Today, however, it sat like a weight at the base of her right pocket.
Tucking her rust-red braid into her coat collar, Maeve hurried up the rain-slicked cobblestones of Widdick's Close until she crested the hill near her flat.Autumn air clung like wet leaves to her tongue. Bleak ocean winds beat her cheeks, and the city of Gloam spread out before her: blackened stone university buildings tangled between steep roads that ran together like an ink spill.
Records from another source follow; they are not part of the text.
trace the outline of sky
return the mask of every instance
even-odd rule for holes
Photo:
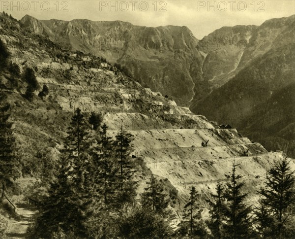
[[[223,26],[260,25],[295,14],[289,0],[0,0],[0,11],[20,19],[120,20],[147,27],[186,26],[198,39]]]

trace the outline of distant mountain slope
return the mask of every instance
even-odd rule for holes
[[[22,25],[72,51],[126,66],[144,87],[188,105],[202,78],[198,40],[186,27],[148,28],[128,22],[41,21],[27,15]]]
[[[132,153],[138,169],[139,193],[151,172],[161,179],[167,195],[170,189],[178,191],[176,202],[170,204],[178,213],[192,185],[205,202],[218,181],[227,180],[224,173],[234,162],[240,163],[237,172],[249,182],[245,190],[253,202],[263,183],[260,176],[271,162],[283,157],[281,152],[267,152],[235,129],[219,129],[204,116],[142,87],[103,59],[60,48],[48,37],[30,33],[1,14],[0,38],[11,53],[9,60],[22,70],[32,68],[40,86],[33,101],[29,101],[24,97],[28,84],[18,78],[19,87],[8,95],[12,109],[10,120],[22,159],[20,170],[24,175],[39,176],[36,172],[47,167],[42,163],[45,150],[58,158],[78,107],[88,117],[91,111],[101,113],[110,136],[114,137],[121,126],[134,136]],[[9,78],[7,70],[0,74],[0,94],[5,94]],[[48,86],[49,94],[41,99],[37,95],[43,85]],[[202,146],[205,141],[206,146]]]
[[[260,26],[224,27],[201,41],[185,27],[40,21],[28,15],[20,22],[68,49],[126,66],[144,87],[240,130],[259,103],[263,107],[271,94],[295,80],[295,15]],[[284,116],[278,117],[284,124]],[[249,130],[247,135],[254,135]],[[263,136],[259,140],[270,136]]]

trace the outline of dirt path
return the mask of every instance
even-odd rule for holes
[[[11,218],[8,221],[5,239],[25,238],[36,211],[20,207],[16,209],[16,213],[19,215],[19,219]]]

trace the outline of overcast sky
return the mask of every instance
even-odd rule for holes
[[[224,26],[260,25],[267,19],[295,14],[294,0],[0,0],[0,7],[18,19],[29,14],[44,20],[119,20],[148,27],[186,26],[199,39]]]

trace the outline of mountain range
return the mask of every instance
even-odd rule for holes
[[[259,26],[224,27],[201,40],[186,27],[29,15],[20,24],[66,49],[125,67],[143,87],[209,120],[230,124],[268,149],[295,145],[294,94],[286,95],[288,105],[273,99],[294,83],[295,15]]]
[[[272,162],[284,157],[282,152],[267,151],[235,129],[221,128],[188,107],[177,106],[170,97],[143,87],[136,78],[102,57],[63,48],[49,35],[28,31],[23,24],[0,15],[0,38],[10,52],[9,61],[22,71],[27,67],[33,69],[40,86],[29,101],[24,96],[28,82],[20,77],[17,87],[7,89],[10,75],[5,69],[0,74],[0,92],[8,91],[9,119],[24,176],[39,178],[50,167],[44,160],[59,162],[62,140],[77,107],[88,117],[92,111],[101,113],[110,137],[115,137],[121,127],[133,136],[132,154],[136,159],[139,193],[150,173],[156,175],[167,195],[171,190],[177,192],[170,206],[178,218],[191,186],[198,185],[205,204],[217,182],[226,181],[224,174],[234,162],[239,164],[237,172],[250,182],[245,189],[249,193],[248,200],[256,200],[256,190],[263,183],[261,176]],[[188,31],[185,28],[183,31]],[[49,93],[41,98],[38,95],[44,85]],[[290,90],[284,93],[286,99],[292,94]],[[280,94],[273,95],[281,101]],[[275,109],[285,103],[280,101]],[[39,192],[32,189],[28,193],[34,198]]]

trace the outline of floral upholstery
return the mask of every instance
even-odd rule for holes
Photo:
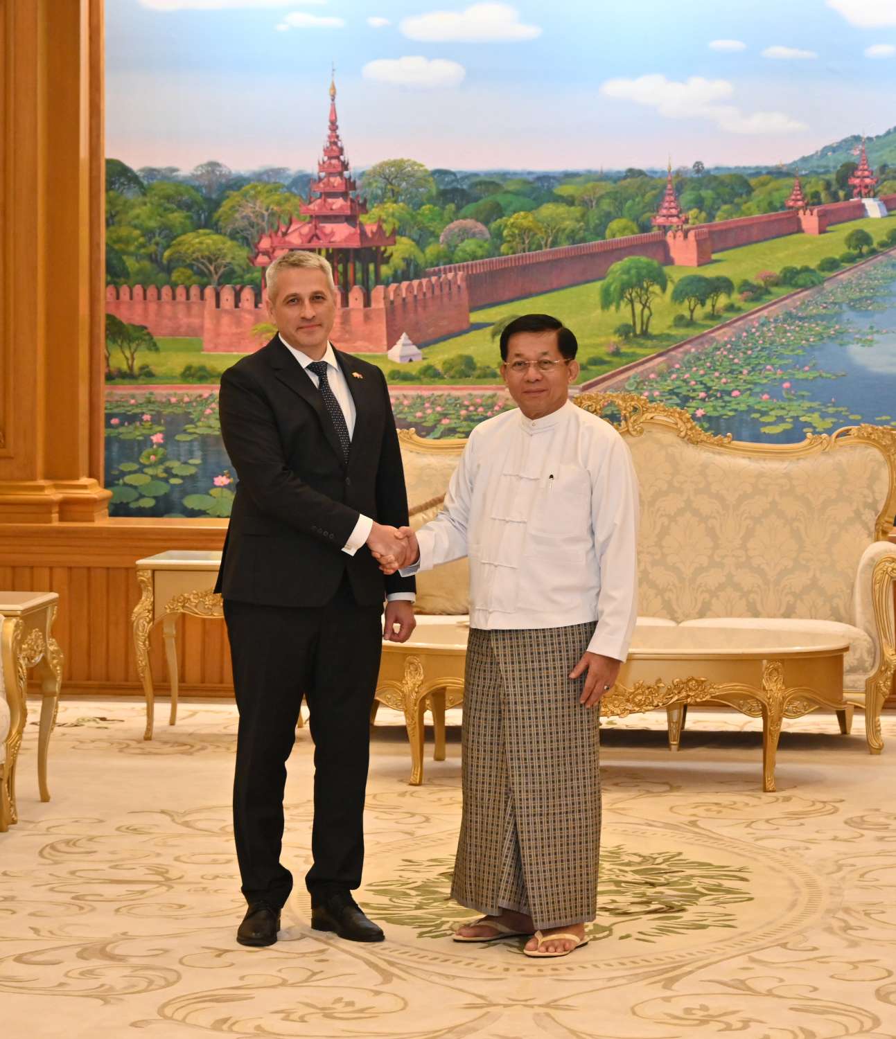
[[[628,444],[641,492],[641,611],[853,622],[859,561],[890,487],[879,451],[779,460],[661,428]]]

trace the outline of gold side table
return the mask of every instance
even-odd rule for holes
[[[59,596],[54,591],[0,591],[0,654],[9,704],[9,734],[6,761],[0,765],[0,831],[19,821],[16,807],[16,766],[22,734],[28,718],[28,671],[36,668],[41,677],[41,727],[37,737],[37,784],[41,800],[50,800],[47,784],[47,756],[50,736],[59,709],[62,684],[62,650],[53,638],[53,620]]]
[[[165,641],[165,663],[172,687],[172,708],[168,724],[178,719],[178,643],[177,620],[179,613],[193,617],[223,617],[223,602],[215,594],[220,552],[178,550],[159,552],[155,556],[138,559],[137,583],[140,601],[134,607],[131,622],[134,630],[134,650],[137,674],[147,698],[147,728],[144,740],[153,738],[155,692],[150,667],[150,632],[159,620]]]

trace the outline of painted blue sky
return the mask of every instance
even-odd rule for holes
[[[896,124],[896,0],[106,0],[107,154],[310,169],[790,161]]]

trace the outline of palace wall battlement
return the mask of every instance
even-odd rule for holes
[[[896,210],[896,195],[887,195],[880,201],[891,212]],[[656,231],[537,252],[447,264],[444,267],[433,267],[427,273],[466,274],[470,307],[475,309],[592,282],[603,277],[617,260],[629,256],[651,257],[661,264],[700,266],[707,263],[713,252],[798,234],[803,230],[810,234],[819,234],[831,224],[858,220],[865,216],[865,207],[855,199],[813,207],[813,210],[817,219],[814,228],[808,223],[803,228],[800,215],[787,210],[696,224],[688,228],[684,237],[676,234],[667,238],[662,232]],[[704,233],[708,235],[709,254],[706,251]]]
[[[352,352],[383,352],[402,331],[415,343],[466,331],[470,326],[467,279],[460,274],[431,275],[413,282],[376,286],[370,298],[357,285],[339,291],[334,342]],[[252,286],[109,286],[106,312],[130,324],[146,325],[154,336],[202,339],[206,353],[251,353],[265,342],[253,336],[269,322],[264,300]]]

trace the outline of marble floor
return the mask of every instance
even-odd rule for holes
[[[230,785],[236,714],[183,704],[142,740],[134,700],[61,705],[52,801],[36,783],[36,711],[21,821],[0,834],[0,1035],[6,1039],[896,1039],[896,717],[868,754],[859,717],[787,722],[778,793],[760,789],[758,722],[692,712],[607,723],[599,915],[590,943],[534,961],[513,940],[452,943],[447,901],[459,744],[406,783],[398,716],[373,738],[359,901],[379,945],[308,927],[245,950]],[[286,860],[310,854],[312,745],[298,734]]]

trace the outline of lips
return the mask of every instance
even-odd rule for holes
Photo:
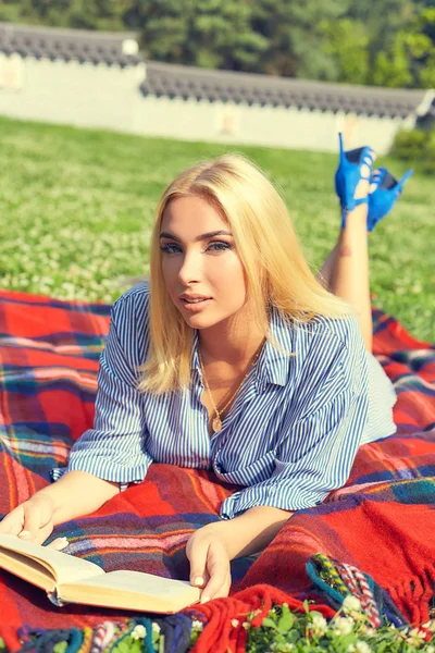
[[[211,299],[211,297],[207,297],[206,295],[181,295],[179,298],[182,301],[187,301],[189,304]]]

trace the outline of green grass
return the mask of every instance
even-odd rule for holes
[[[0,284],[111,303],[148,272],[159,196],[184,168],[225,151],[276,183],[314,269],[338,233],[336,156],[142,138],[0,118]],[[405,168],[383,158],[396,174]],[[375,304],[435,342],[434,182],[414,174],[371,236]]]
The city of Gloam in Leyland.
It was such an ugly world.
Maeve imagined she could see the two other known worlds of Inverly and Barrow wrapped over this one like the translucent sheets of tissue she used to package quills. The three known worlds appeared identical if you squinted, but truly comparing them was the same as searching for similarities between a fresh apple and a lump of hearth coal.
Unfortunate, considering she happened to be stuck in that lump of coal.
She pulled out the love letter, along with a train ticket she'd purchased just yesterday. The ticket took her ages to save for. It granted passage to the south coast of Leyland in exactly one week. In seven short days, she would kiss this decrepit city goodbye for good.
A smile tugged at her lips. She tucked the precious ticket back inside her pocket, then dragged a gloved finger along the love letter's tattered corner.
She dearly wished she had a single memory of her mother, but Aoife Abenthy had died from a wasting sickness when Maeve was a mere babe. Her father was a different matter entirely.
She'd discovered this letter in his things the week before she lost him, back when she wouldn't let him walk out the door without slipping her hands over his wiry shoulders and forcing him to hug her twice. Before she learned he was a twisted murderer.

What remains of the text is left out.